# New York Times Books API

This code

* Uses the New York Times Books API to download that 
  week's Combined Print & E-Book Fiction best seller list. 
* Creates a visualization that shows how many weeks each
  of the books have been on the list.

You need to 
**[sign up](https://developer.nytimes.com/get-started) for a NYT developer 
account**, register a new app, and copy the API key for your app into a
script called `config.py` in the same folder as this notebook. Save the
key as a string with the variable name `api_key`. 

You'll probably also find the 
[NYT API documentation](https://developer.nytimes.com/apis) useful.

In [1]:
import requests
import pandas as pd

try:
    from config import api_key
except ModuleNotFoundError:
    api_key = None
    print("config.py not found; set api_key to run the NYT request.")

config.py not found; set api_key to run the NYT request.




In [2]:
# Note that the Combined Print & E-Book Fiction list is published
# just once a week, but the API accepts any date, and returns the
# most recently published list.

date = '2019-01-20'  
list = "combined-print-and-e-book-fiction"

In [3]:
if not api_key:
    data = {"results": {"books": []}}
    print("Skipping NYT request; api_key is missing.")
else:
    response = requests.get(
        "https://api.nytimes.com/svc/books/v3/lists/{date}/{list}.json?api-key={api_key}".format(
            api_key=api_key, date=date, list=list
        )
    )
    data = response.json()
    print(data)

Skipping NYT request; api_key is missing.


In [4]:
dataframe = pd.json_normalize(data['results'], record_path=['books'])
dataframe.info()

<class 'pandas.core.frame.DataFrame'>
RangeIndex: 0 entries
Empty DataFrame


In [5]:
columns = ["title", "author", "publisher", "description", "rank", "rank_last_week", "weeks_on_list"]
available = [c for c in columns if c in dataframe.columns]
if not available:
    print("Expected columns not found; using full dataframe.")
    df = dataframe.copy()
else:
    df = dataframe[available]
    if "title" in available:
        df = df.set_index("title")
df


Expected columns not found; using full dataframe.


In [6]:
if df.shape[1] == 0:
    print("No columns available for describe().")
else:
    df.describe()


No columns available for describe().


In [7]:
numeric_df = df.select_dtypes(include="number")
if numeric_df.shape[1] == 0:
    print("No numeric columns available for correlation.")
else:
    numeric_df.corr()


No numeric columns available for correlation.


In [8]:
import matplotlib.pyplot as plt
import matplotlib.style as style
style.use('seaborn-v0_8-pastel')
plt.rcParams.update({'font.size': 20, 'figure.figsize': (12, 8)})

In [9]:
required = ["rank", "weeks_on_list"]
missing = [c for c in required if c not in df.columns]
if missing:
    print(f"Skipping plot; missing columns: {missing}")
else:
    df.plot(kind="bar", x="rank", y="weeks_on_list", title="Longest Bestsellers by Current Ranking")
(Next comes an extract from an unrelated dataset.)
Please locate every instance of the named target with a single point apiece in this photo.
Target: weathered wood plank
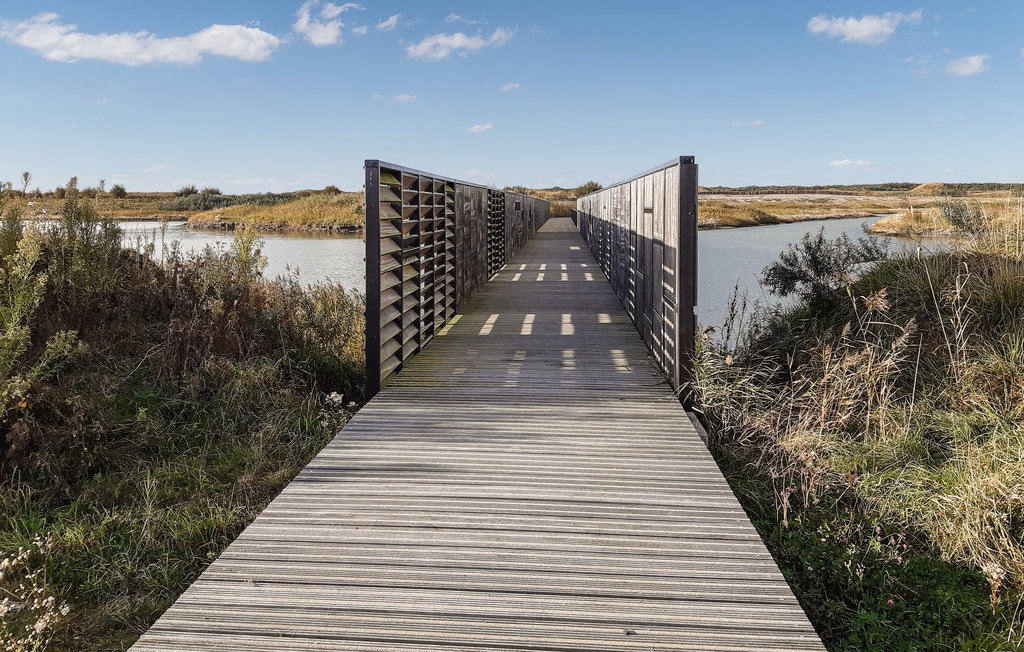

Skipping plot; missing columns: ['rank', 'weeks_on_list']


In [10]:
if "weeks_on_list" not in df.columns:
    print("Skipping plot; missing column: weeks_on_list")
else:
    df.plot(kind="barh", y="weeks_on_list", title="Longest Bestsellers by Title in Order of Ranking")


Skipping plot; missing column: weeks_on_list


In [11]:
required = ["author", "weeks_on_list"]
missing = [c for c in required if c not in df.columns]
if missing:
    print(f"Skipping plot; missing columns: {missing}")
else:
    df.plot(kind="barh", x="author", y="weeks_on_list", title="Longest Bestsellers by Author in Order of Ranking")


Skipping plot; missing columns: ['author', 'weeks_on_list']


In [12]:
required = ["publisher", "weeks_on_list"]
missing = [c for c in required if c not in df.columns]
if missing:
    print(f"Skipping plot; missing columns: {missing}")
else:
    df.groupby("publisher").weeks_on_list.sum().plot(kind="barh", title="Longest Bestsellers by Publisher")


Skipping plot; missing columns: ['publisher', 'weeks_on_list']


In [13]:
required = ["rank", "rank_last_week", "weeks_on_list"]
missing = [c for c in required if c not in df.columns]
if missing:
    print(f"Skipping plot; missing columns: {missing}")
else:
    df.plot(kind="barh", y=["rank", "rank_last_week", "weeks_on_list"], title="Weeks on List, Rank, and Last Week Rank by Title")


Skipping plot; missing columns: ['rank', 'rank_last_week', 'weeks_on_list']


In [14]:
numeric_df = df.select_dtypes(include="number")
if numeric_df.shape[1] == 0:
    print("Skipping plot; no numeric columns.")
else:
    numeric_df.plot(title="Correlation of Rank to Last Week's Rank and Weeks on List " )
    ax1 = plt.axes()
    x_axis = ax1.axes.get_xaxis()
    x_axis.set_visible(False)


Skipping plot; no numeric columns.


In [15]:
import statsmodels.api as sm

required = ["rank", "rank_last_week", "weeks_on_list"]
missing = [c for c in required if c not in df.columns]
if missing:
    print(f"Skipping regression; missing columns: {missing}")
    results = None
else:
    model_df = df[required].apply(pd.to_numeric, errors="coerce").dropna()
    if model_df.empty:
        print("Skipping regression; no numeric rows available.")
        results = None
    else:
        X = sm.add_constant(model_df[["rank", "rank_last_week"]])
        y = model_df["weeks_on_list"]
        results = sm.OLS(y, X).fit()
        results.summary()

Skipping regression; missing columns: ['rank', 'rank_last_week', 'weeks_on_list']


In [16]:
if results is None:
    print("Skipping partial regression plots; regression model not available.")
else:
    fig = plt.figure(figsize=(12,8))
    fig = sm.graphics.plot_partregress_grid(results, fig=fig)

Skipping partial regression plots; regression model not available.